While multiple expansion played a meaningful role in value enhancement at the industry level over the past decade, our model suggests that it alone was insufficient to generate above-median private equity returns. An investment structured on industry-average terms that experienced a 2.5x multiple expansion would have generated around a 1.5x net TVPI (Total Value to Paid-in Capital) / 11.5% net IRR (Internal Rate of Return) from multiple expansion and leverage alone (without generating any revenue growth or margin enhancement). This would put the deal in around the third quartile of fund returns. To achieve a net TVPI of 2.0x (the approximate result of a 2.5x gross TVPI) and move into the top half of performers, for example, the GP would also need to generate a 7% annual revenue growth rate—above the level experienced by publicly traded U.S. companies in the 2010s.11
Uncharted Territory: The Road Ahead
We believe the next ten years are unlikely to look like the last ten. Investors are facing a vastly different backdrop than the relatively benign, supportive environment of the post-GFC to pandemic era. GDP growth is expected to slow, or potentially enter recessionary territory, in many parts of the world. Inflation is expected to be structurally higher, likely leading to higher steady-state interest rates than was the case in the past decade. This will elevate the cost of capital for both public and private companies – a phenomenon that many investors and managers are experiencing for the first time in their careers. Many market strategists are anticipating these dynamics to weigh on asset performance, yet investors will likely demand higher returns (if anything) from their private markets portfolios, with an elevated risk-free rate setting a higher bar for all asset returns—particularly in asset classes viewed as being more complex.
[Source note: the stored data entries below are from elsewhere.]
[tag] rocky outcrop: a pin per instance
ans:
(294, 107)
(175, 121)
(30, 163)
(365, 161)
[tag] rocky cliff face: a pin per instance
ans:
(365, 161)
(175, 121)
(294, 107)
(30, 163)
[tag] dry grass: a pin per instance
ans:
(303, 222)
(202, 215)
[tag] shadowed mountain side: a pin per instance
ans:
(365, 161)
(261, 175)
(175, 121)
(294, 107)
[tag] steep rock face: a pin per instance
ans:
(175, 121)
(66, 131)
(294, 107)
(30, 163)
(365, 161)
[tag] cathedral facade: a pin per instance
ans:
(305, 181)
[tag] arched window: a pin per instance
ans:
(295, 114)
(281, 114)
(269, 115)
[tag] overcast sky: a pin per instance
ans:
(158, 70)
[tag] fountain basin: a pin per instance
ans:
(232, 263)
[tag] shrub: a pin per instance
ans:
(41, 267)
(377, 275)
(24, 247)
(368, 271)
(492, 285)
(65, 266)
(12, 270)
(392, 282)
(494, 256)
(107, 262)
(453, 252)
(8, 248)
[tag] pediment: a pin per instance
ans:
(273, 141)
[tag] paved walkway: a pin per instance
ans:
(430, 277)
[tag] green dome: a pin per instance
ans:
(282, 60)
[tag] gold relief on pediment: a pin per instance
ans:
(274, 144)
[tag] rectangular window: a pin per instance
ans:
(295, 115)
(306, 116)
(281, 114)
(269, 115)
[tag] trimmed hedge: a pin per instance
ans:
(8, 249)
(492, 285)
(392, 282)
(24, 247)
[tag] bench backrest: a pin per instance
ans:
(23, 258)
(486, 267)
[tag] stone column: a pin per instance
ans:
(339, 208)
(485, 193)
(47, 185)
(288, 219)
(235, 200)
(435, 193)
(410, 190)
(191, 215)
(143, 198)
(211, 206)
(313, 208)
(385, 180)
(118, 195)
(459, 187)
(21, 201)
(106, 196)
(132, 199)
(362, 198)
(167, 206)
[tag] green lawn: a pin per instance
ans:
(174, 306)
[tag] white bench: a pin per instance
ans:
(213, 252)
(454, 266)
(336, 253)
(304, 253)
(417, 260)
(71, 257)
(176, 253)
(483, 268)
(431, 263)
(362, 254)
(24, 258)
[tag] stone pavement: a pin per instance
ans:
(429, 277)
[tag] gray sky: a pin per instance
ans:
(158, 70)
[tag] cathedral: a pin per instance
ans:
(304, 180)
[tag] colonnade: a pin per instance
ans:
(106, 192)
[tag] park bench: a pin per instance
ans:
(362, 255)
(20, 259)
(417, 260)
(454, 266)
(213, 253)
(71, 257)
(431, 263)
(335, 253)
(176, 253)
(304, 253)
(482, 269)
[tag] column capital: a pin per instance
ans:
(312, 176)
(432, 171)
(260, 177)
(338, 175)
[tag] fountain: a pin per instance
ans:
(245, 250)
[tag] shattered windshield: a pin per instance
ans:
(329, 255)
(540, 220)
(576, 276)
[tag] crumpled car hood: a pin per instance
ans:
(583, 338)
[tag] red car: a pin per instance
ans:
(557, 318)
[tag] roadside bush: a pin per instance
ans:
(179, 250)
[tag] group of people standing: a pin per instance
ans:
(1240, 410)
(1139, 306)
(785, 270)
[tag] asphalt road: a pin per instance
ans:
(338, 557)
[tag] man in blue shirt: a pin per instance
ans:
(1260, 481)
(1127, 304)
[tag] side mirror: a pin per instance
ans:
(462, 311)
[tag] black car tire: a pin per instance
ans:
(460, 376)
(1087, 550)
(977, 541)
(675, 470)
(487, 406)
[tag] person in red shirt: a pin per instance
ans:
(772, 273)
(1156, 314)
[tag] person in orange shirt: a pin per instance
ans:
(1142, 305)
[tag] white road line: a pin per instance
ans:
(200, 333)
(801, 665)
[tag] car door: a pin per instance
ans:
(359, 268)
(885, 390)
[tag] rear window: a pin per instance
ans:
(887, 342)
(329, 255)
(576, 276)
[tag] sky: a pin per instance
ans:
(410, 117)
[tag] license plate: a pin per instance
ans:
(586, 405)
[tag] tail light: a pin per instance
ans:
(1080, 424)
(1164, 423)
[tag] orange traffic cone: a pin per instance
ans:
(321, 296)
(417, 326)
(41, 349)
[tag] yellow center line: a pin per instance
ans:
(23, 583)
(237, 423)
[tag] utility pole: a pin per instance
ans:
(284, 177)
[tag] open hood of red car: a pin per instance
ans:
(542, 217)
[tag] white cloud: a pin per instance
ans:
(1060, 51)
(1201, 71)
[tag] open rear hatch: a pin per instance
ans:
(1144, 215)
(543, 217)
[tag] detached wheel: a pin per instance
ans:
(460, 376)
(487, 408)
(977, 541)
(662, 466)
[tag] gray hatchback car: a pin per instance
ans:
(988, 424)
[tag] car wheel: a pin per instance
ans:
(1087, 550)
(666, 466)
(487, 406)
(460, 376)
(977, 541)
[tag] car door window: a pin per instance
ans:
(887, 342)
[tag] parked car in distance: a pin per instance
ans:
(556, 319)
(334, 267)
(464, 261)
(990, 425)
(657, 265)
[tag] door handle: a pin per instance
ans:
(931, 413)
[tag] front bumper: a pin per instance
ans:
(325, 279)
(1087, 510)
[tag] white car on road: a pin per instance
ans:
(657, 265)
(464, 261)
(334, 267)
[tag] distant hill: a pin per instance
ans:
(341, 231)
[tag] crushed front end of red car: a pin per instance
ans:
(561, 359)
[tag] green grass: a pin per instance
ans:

In our view, the radically altered investment backdrop means that for private equity, the path to operational value creation will need to look different than may have been the case in the past. Leverage and multiple expansion are unlikely to add as much to value creation as they have in the past. GPs, and many LPs, are coming to the realization that operational value creation levers will become even greater determinants of success or failure for individual deals and funds.
In the next article of this series, we will delve deeper into different value creation strategies and their implications for private equity investing.
1 Source: Cambridge Associates. Pooled buyout IRRs over 10-year and 20-year periods through 4Q 2022.
2 Source: “Private equity, history and further development,” Harvard University. As of December 27, 2008.
3 Source: Prof. Gregory Brown, IPC. “Debt and Leverage in Private Equity: A Survey of Existing Results and New Findings.” As of Jan 4, 2021.
4 Source: Journal of Applied Corporate Finance, Vol 19 No 4. “Private Equity: Boom and Bust?” As of fall 2007
5 Source: Cambridge Associates LLC Private Investments Database, FactSet Research Systems, and Frank Russell Company. Data from January 1, 2000 – March 31, 2022.
6 Matteo Binfare, Gregory Brown, Andra Ghent, Wendy Hu, Christian Lundblad, Richard Maxwell, Shawn Munday, and Lu Yi, “Performance Analysis and Attribution with Alternative Investments.” As of January 24, 2022.
7 Source: Prof. Gregory Brown, IPC. “Debt and Leverage in Private Equity: A Survey of Existing Results and New Findings.” As of Jan 4, 2021.
8 Source: Prof. Gregory Brown, IPC. “Debt and Leverage in Private Equity: A Survey of Existing Results and New Findings.” As of Jan 4, 2021.
9 Matteo Binfare, Gregory Brown, Andra Ghent, Wendy Hu, Christian Lundblad, Richard Maxwell, Shawn Munday, and Lu Yi, “Performance Analysis and Attribution with Alternative Investments.” As of January 24, 2022.
10 Burgiss Company Fundamentals Review. As of 4Q 2022.
11 Based on S&P 500 aggregate revenue annual growth rates as reported by Dr. Edward Yardeni: “Corporate Finance Briefing: S&P 500 Revenues & Earnings Growth Rate.” As of May 29, 2023.